4 - Tout de suite, répondre à la nouvelle situation.

Dans la nouvelle situation, certains pronostiquent que, confronté à la crise et à ses engagements de réduire le déficit budgétaire, François Hollande va mener une brutale politique d’austérité (“Hollandréou”), qui va provoquer une révolte populaire qui ne manquera pas de se tourner vers nous comme “recours” pour nous porter au pouvoir “avant dix ans”. Dès lors, il suffirait de se pré-positionner comme “opposition de gauche” en attendant la “trahison” social-libérale qui ne manquera pas d’intervenir rapidement pour pouvoir “rafler la mise”. Nous ne croyons pas à ce scénario : si la gauche devait échouer, craignons que la déception ne se tourne vers l’extrême droite. Si nous devions adopter ces analyses et orientations néo-NPA nous finirions dans la même marginalité. Attention aux hypothèses trop unilatérales ou aux déterminismes trop simplistes en Histoire !

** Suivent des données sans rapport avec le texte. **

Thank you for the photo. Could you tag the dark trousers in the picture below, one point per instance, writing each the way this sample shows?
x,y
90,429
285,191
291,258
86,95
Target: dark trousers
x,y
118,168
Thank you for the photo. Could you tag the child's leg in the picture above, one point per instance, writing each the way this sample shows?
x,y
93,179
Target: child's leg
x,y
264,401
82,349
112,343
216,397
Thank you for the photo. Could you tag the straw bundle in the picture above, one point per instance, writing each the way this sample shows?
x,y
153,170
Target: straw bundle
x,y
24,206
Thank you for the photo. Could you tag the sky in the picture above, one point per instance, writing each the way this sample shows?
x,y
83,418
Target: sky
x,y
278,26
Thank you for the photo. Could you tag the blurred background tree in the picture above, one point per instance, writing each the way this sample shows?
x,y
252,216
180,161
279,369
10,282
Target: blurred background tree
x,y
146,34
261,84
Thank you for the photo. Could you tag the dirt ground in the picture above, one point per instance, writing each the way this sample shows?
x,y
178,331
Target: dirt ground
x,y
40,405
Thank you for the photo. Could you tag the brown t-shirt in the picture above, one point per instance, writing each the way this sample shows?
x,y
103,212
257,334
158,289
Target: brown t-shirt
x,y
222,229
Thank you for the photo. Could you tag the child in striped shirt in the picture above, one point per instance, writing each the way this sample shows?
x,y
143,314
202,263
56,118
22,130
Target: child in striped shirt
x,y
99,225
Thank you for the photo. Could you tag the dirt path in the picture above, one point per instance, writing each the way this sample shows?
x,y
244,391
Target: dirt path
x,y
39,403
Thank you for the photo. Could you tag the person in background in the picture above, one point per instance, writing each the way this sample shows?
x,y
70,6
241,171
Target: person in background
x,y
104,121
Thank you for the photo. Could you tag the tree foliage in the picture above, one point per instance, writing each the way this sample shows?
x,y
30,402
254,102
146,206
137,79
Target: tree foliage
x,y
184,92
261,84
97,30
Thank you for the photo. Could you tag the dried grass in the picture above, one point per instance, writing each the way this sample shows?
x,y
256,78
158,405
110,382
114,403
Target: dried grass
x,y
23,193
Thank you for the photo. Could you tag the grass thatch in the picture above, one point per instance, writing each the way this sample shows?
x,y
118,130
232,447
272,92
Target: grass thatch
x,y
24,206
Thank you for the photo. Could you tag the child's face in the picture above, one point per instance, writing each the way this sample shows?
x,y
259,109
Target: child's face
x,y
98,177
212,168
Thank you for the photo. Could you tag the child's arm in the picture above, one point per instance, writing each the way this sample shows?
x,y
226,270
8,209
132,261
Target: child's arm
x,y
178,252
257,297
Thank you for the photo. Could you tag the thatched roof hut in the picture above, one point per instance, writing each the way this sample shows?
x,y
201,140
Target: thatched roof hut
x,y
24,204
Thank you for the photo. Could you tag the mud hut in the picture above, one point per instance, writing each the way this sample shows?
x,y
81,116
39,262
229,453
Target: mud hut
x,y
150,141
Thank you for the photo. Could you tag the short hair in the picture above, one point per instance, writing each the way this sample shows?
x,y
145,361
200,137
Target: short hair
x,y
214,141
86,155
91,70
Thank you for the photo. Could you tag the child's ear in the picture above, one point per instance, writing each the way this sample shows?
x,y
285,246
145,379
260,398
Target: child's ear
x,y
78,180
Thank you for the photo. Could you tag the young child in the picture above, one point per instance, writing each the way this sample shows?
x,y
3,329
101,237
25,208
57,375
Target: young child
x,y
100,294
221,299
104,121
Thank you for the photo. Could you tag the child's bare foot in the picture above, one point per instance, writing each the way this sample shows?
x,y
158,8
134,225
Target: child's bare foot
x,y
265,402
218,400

La crise est profonde et durable, mais les marges de manœuvre pour y faire face ne sont pas équivalentes selon les pays. En France, la pression des marchés ne s’exerce pas via les emprunts, pour l’instant toujours contractés par notre pays à des taux historiquement bas. Cela peut bien sûr évoluer mais la France n’est pas la Grèce, ni même l’Espagne. Les engagements de retour à un déficit de 3 % en 2013 sont une contrainte poussant à l’austérité, mais il peut toujours y avoir des aménagements de calendrier, surtout si la croissance n’est pas au rendez-vous (on va bien le faire pour la Grèce et sans doute aussi pour l’Espagne, puis le Portugal, puis l’Irlande… !), les réformes fiscales peuvent apporter des recettes supplémentaires, et l’étau européen peut se desserrer quelque peu à l’issue de la confrontation politique en cours. Et si d’aventure la zone euro venait à éclater du fait de la Grèce, de l’Espagne ou autre, Hollande n’en serait pas tenu pour responsable et beaucoup croiseraient les doigts pour qu’il nous sorte au mieux de la difficulté, avant d’envisager de se mobiliser contre lui. Rappelons que si Syriza a dépassé le PASOK c’est à l’issue d’un gouvernement Papandréou ayant mené une politique antisociale inouïe. Ni en Espagne, ni au Portugal, les politiques d’austérité de Zapatero et de Socrates n’ont permis à la gauche radicale de devancer les partis socialistes dans ces pays, en dépit de mobilisations sociales de grande ampleur.

Dès lors, le gouvernement français peut-il parvenir à mener une politique de “rigueur juste”, voire d’austérité mesurée, accompagnée de mesures de justice sociale limitées (voire très limitée si l’on en croit les rumeurs sur la hausse du SMIC !), d’une réforme fiscale permettant d’améliorer les recettes, s’accompagnant d’une inflexion partielle du dogmatisme libéral européen ou sera-t-il contraint par l’aggravation de la crise à des mesures plus brutales ? Comment des citoyens soumis au matraquage médiatique déployé pour expliquer la gravité de la crise et l’inéluctabilité des “efforts” ressentiraient ils cela : comme un “moindre mal” ou comme une agression insupportable ? Quelle pourrait être alors, selon les hypothèses, la dynamique du mouvement social, ses rythmes, ses thèmes, son ampleur ? Hormis les entreprises confrontées à des licenciements et qui n’ont d’autre choix que de se mobiliser, quels secteurs professionnels seraient susceptibles d’une dynamique revendicative forte à la rentrée ? La ponction d’effectifs sur certains ministères pour compenser les créations de postes dans l’Education nationale, la Police et la Justice suscitera-t-elle une mobilisation dans les secteurs les plus touchés ? Et sur le plan interprofessionnel, quelles possibilités d’action dans le contexte actuel de division syndicale et de crise de succession à la CGT ? Nous nous garderons bien de trancher de manière péremptoire…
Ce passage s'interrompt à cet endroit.